LU decomposing a square matrix matlab gauss elimination
I'm trying to create a program that takes a square (n-by-n) matrix as input, and if it is invertible, will LU decompose the matrix using Gaussian Elimination.
Here is my problem: in class we learned that it is better to change rows so that your pivot is always the largest number (in absolute value) in its column. For example, if the matrix was A = [1,2;3,4] then switching rows it is [3,4;1,2] and then we can proceed with the Gaussian elimination.

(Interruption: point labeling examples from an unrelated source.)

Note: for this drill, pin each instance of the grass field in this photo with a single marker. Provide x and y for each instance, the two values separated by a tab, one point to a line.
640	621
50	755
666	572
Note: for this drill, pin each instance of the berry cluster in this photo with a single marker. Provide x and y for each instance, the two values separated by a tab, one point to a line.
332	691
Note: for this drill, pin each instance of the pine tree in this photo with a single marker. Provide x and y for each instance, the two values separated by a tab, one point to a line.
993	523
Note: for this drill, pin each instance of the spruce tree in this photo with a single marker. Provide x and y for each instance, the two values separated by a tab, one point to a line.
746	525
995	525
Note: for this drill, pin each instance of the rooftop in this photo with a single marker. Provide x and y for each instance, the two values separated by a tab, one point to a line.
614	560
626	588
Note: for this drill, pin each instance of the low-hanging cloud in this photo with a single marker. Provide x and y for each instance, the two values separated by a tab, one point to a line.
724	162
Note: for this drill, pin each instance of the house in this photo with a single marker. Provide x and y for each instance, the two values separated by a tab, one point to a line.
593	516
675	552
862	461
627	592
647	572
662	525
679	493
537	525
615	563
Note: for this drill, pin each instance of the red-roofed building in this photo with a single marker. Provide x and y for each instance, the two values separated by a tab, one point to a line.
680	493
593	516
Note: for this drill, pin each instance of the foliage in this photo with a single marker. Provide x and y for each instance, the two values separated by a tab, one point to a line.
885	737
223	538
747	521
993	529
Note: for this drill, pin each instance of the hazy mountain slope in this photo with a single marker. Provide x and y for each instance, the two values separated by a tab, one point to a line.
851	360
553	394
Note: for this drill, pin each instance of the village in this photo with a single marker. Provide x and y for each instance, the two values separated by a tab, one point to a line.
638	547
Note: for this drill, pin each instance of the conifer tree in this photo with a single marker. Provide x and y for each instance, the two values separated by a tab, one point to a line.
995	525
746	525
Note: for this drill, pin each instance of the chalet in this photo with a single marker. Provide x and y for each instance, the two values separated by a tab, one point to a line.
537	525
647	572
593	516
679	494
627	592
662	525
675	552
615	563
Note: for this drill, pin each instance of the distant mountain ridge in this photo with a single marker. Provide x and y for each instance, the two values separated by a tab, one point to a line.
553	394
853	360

My code works properly for matrices that don't require row changes, but for ones that do, it does not. This is my code:
function newgauss(A)
[rows,columns]=size(A);
P=eye(rows,columns); %P is permutation matrix
if(det(A)==0) %% determinante is 0 means no single solution
disp('No solutions or infinite number of solutions')
return;
end
U=A;
L=eye(rows,columns);
pivot=1;
while(pivot<rows)
max=abs(U(pivot,pivot));
maxi=0;%%find maximum abs value in column pivot
for i=pivot+1:rows
if(abs(U(i,pivot))>max)
max=abs(U(i,pivot));
maxi=i;
end
end %%if needed then switch
if(maxi~=0)
temp=U(pivot,:);
U(pivot,:)=U(maxi,:);
U(maxi,:)=temp;
temp=P(pivot,:);
P(pivot,:)=P(maxi,:);
P(maxi,:)=temp;
end %%Grade the column pivot using gauss elimination
for i=pivot+1:rows
num=U(i,pivot)/U(pivot,pivot);
U(i,:)=U(i,:)-num*U(pivot,:);
L(i,pivot)=num;
end
pivot=pivot+1;
end
disp('PA is:');
disp(P*A);
disp('LU is:');
disp(L*U);
end
Clarification: since we are switching rows, we are looking to decompose P (permutation matrix) times A, and not the original A that we had as input.
Explanation of the code:
- First I check if the matrix is invertible, if it isn't, stop. If it is, pivot is (1,1)
- I find the largest number in column 1, and switch rows
- Grade column 1 using Gaussian elimination, turning all but the spot (1,1) to zero
- Pivot is now (2,2), find largest number in column 2... Rinse, repeat
Answer
Your code seems to work fine from what I can tell, at least for the basic examples A=[1,2;3,4] or A=[3,4;1,2]. Change your function definition to:
function [L,U,P] = newgauss(A)
so you can output your calculated values (much better than using disp, but this shows the correct results too). Then you'll see that P*A = L*U. Maybe you were expecting L*U to equal A directly? You can also confirm that you are correct via Matlab's lu function:
[L,U,P] = lu(A);
L*U
P*A
Permutation matrices are orthogonal matrices, so P−1 = PT. If you want to get back A in your code, you can do:
P'*L*U
Similarly, using Matlab's lu with the permutation matrix output, you can do:
[L,U,P] = lu(A);
P'*L*U
(You should also use error or warning rather than how you're using disp in checking the determinant, but they probably don't teach that.)